Mr Dogbegah insisted that the basis for the SHS duration must be anchored on research, and benchmarked on best practices.

Still on the lack of clarity, he said that it had also influenced the priority given to the development of education as investment in educational infrastructure had been abysmal.

“Classroom and dormitories are woefully inadequate to the extent that some students have to sleep on trunks and on the floor as well as study in dining halls and under trees.

Investment in people in educational leadership like teachers and administrators; their motivation and development are so meagre that some of the best teachers and administrators have sought alternative employments,” he pointed out.

To develop the relevant human resource for the future, CIOB Vice President called for a review of the vision of the Senior High School programme with emphasis on the people needed, processes required and the performance expected.

Mr Dogbegah highlighted the need to find ways to improve teacher-student relationship and communication for quality education.

In that vein, he said that stronger Parent-Teacher Associations (PTAs) were a basic requirement for excellence and never again should a few rich and vocal parents completely determine PTA outcomes.

“The views of the less privileged must be considered seriously if we have to carry along the path of progress,” Mr Dogbegah added.
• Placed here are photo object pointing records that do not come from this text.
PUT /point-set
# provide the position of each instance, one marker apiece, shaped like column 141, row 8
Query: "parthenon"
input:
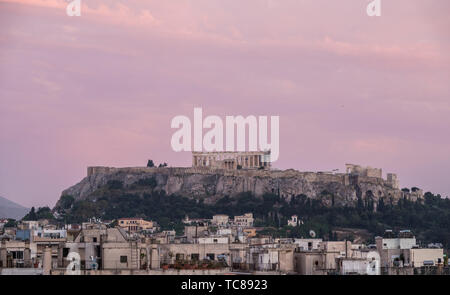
column 232, row 160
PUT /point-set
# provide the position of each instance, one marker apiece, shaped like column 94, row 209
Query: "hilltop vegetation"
column 429, row 219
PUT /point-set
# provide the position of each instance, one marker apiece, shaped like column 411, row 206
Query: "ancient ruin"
column 232, row 160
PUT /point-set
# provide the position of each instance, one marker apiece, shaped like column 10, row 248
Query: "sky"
column 103, row 87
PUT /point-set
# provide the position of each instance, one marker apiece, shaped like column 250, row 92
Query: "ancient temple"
column 232, row 160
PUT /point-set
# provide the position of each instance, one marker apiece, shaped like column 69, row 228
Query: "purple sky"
column 101, row 89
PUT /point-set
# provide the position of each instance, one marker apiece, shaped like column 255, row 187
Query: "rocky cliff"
column 212, row 184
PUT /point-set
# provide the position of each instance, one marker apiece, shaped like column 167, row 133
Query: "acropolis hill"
column 212, row 182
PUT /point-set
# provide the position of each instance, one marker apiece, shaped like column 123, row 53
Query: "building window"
column 179, row 257
column 17, row 254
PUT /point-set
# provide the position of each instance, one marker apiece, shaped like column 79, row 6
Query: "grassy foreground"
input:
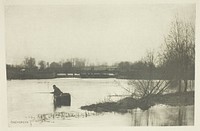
column 173, row 99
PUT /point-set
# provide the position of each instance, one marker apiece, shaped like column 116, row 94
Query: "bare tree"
column 179, row 52
column 29, row 62
column 42, row 64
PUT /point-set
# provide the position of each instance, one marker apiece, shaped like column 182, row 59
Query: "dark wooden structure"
column 63, row 100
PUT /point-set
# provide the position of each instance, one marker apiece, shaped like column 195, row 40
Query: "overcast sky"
column 99, row 33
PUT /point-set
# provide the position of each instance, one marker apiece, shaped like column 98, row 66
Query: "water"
column 30, row 104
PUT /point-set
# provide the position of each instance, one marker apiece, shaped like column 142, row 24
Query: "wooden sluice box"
column 63, row 100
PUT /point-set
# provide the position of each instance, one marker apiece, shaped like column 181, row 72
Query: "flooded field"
column 31, row 104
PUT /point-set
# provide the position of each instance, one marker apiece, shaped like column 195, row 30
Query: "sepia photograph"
column 77, row 65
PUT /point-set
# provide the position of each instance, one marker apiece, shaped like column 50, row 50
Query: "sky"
column 107, row 33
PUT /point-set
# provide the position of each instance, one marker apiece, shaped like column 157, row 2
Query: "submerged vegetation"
column 123, row 105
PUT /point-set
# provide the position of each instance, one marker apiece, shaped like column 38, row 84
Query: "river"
column 30, row 104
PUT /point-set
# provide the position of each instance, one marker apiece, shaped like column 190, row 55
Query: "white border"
column 3, row 87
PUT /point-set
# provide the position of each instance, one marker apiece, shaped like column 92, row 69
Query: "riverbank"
column 122, row 106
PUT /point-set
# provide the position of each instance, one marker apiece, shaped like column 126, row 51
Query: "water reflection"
column 162, row 115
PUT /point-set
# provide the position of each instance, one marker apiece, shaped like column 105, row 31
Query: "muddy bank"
column 173, row 99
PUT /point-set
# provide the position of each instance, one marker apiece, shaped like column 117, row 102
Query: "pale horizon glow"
column 97, row 33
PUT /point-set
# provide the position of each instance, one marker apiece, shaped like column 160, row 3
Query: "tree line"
column 175, row 61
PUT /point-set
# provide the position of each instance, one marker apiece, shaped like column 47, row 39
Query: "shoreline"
column 123, row 105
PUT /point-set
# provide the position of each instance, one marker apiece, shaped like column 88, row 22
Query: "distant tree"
column 178, row 56
column 148, row 86
column 55, row 65
column 67, row 66
column 124, row 66
column 29, row 63
column 42, row 64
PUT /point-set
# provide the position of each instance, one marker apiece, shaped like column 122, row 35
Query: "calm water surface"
column 30, row 104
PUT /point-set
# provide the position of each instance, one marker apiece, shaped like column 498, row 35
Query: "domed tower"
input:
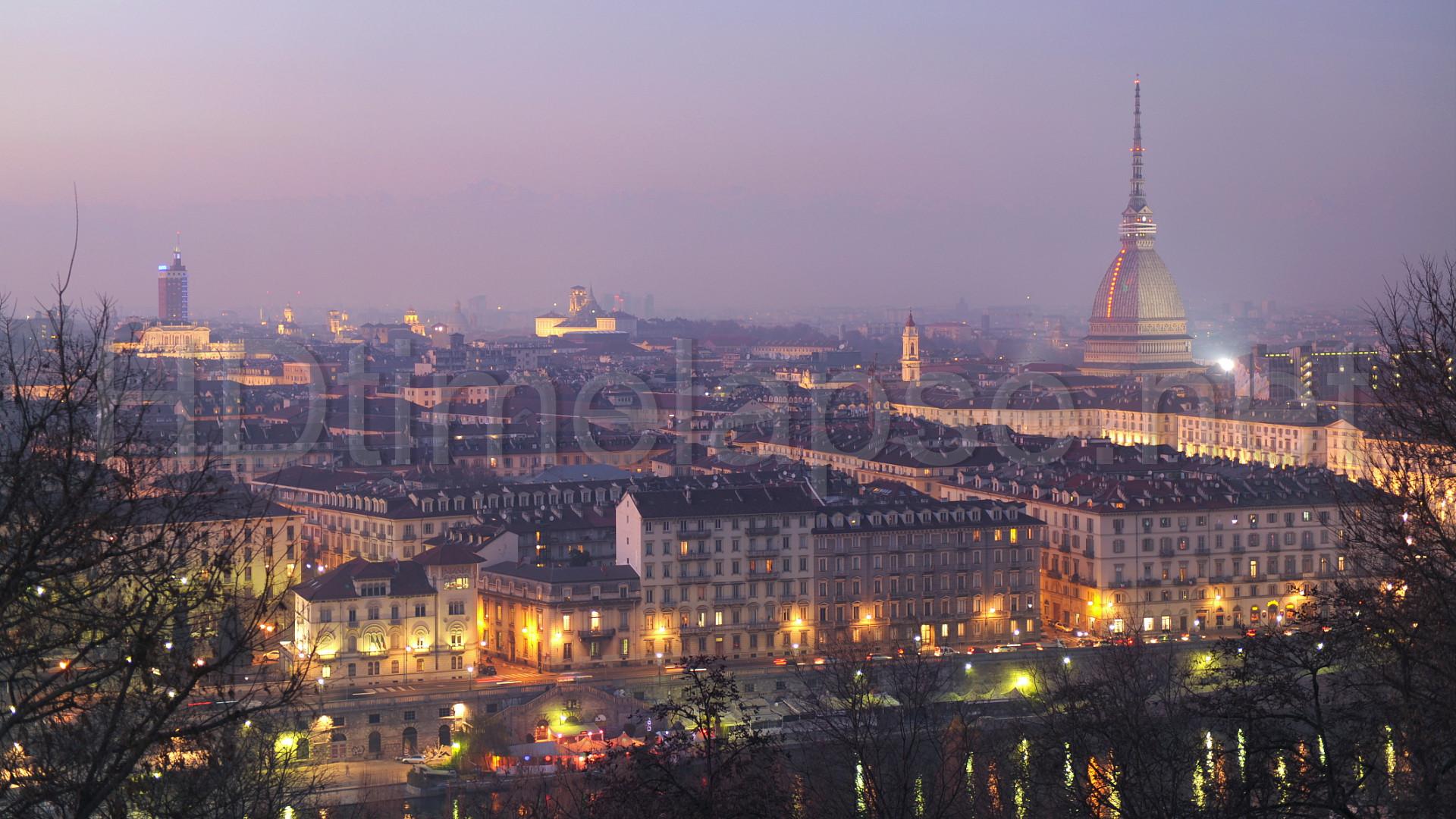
column 1138, row 325
column 910, row 352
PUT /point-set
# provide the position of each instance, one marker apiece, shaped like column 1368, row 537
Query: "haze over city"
column 707, row 153
column 727, row 411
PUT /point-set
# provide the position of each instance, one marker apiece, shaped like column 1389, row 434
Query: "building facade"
column 724, row 572
column 1181, row 545
column 927, row 575
column 558, row 617
column 373, row 623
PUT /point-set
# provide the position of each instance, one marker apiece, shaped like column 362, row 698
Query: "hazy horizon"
column 373, row 155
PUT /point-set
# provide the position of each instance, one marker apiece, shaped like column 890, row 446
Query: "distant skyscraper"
column 1138, row 327
column 577, row 299
column 172, row 289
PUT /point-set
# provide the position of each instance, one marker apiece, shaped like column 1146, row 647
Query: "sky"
column 721, row 156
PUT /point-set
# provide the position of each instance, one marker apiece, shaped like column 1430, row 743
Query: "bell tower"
column 910, row 352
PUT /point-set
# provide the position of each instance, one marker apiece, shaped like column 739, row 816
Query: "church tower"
column 1138, row 325
column 910, row 352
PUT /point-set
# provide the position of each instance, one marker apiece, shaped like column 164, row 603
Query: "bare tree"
column 1117, row 735
column 715, row 761
column 120, row 595
column 896, row 738
column 1346, row 711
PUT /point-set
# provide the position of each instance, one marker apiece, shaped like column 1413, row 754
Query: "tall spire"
column 1138, row 218
column 1136, row 200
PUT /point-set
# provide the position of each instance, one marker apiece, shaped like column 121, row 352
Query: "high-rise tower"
column 1138, row 325
column 172, row 289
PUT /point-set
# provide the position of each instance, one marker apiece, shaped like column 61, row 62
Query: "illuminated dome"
column 1138, row 287
column 1138, row 325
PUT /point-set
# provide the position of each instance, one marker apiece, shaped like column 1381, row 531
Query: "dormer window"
column 373, row 588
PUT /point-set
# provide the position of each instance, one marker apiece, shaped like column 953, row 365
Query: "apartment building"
column 927, row 573
column 724, row 572
column 394, row 621
column 561, row 617
column 1174, row 545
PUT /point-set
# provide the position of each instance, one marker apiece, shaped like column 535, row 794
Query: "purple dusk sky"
column 721, row 156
Earlier, Mr Frank Wallahs Affram, rector of the academy said that the school, which had an enrolment of more that 400 was pursuing a plan to expand its facilities to give quality and affordable education to more students.

The Queen of Ve-Deme, Mama Afiakumah II, who chaired that function entreated private educational institutions to form a joint front to participate vigorously in matters of educational reform.

She urged the graduands to remain focused and eschew all manner of social vices and attain greater educational heights.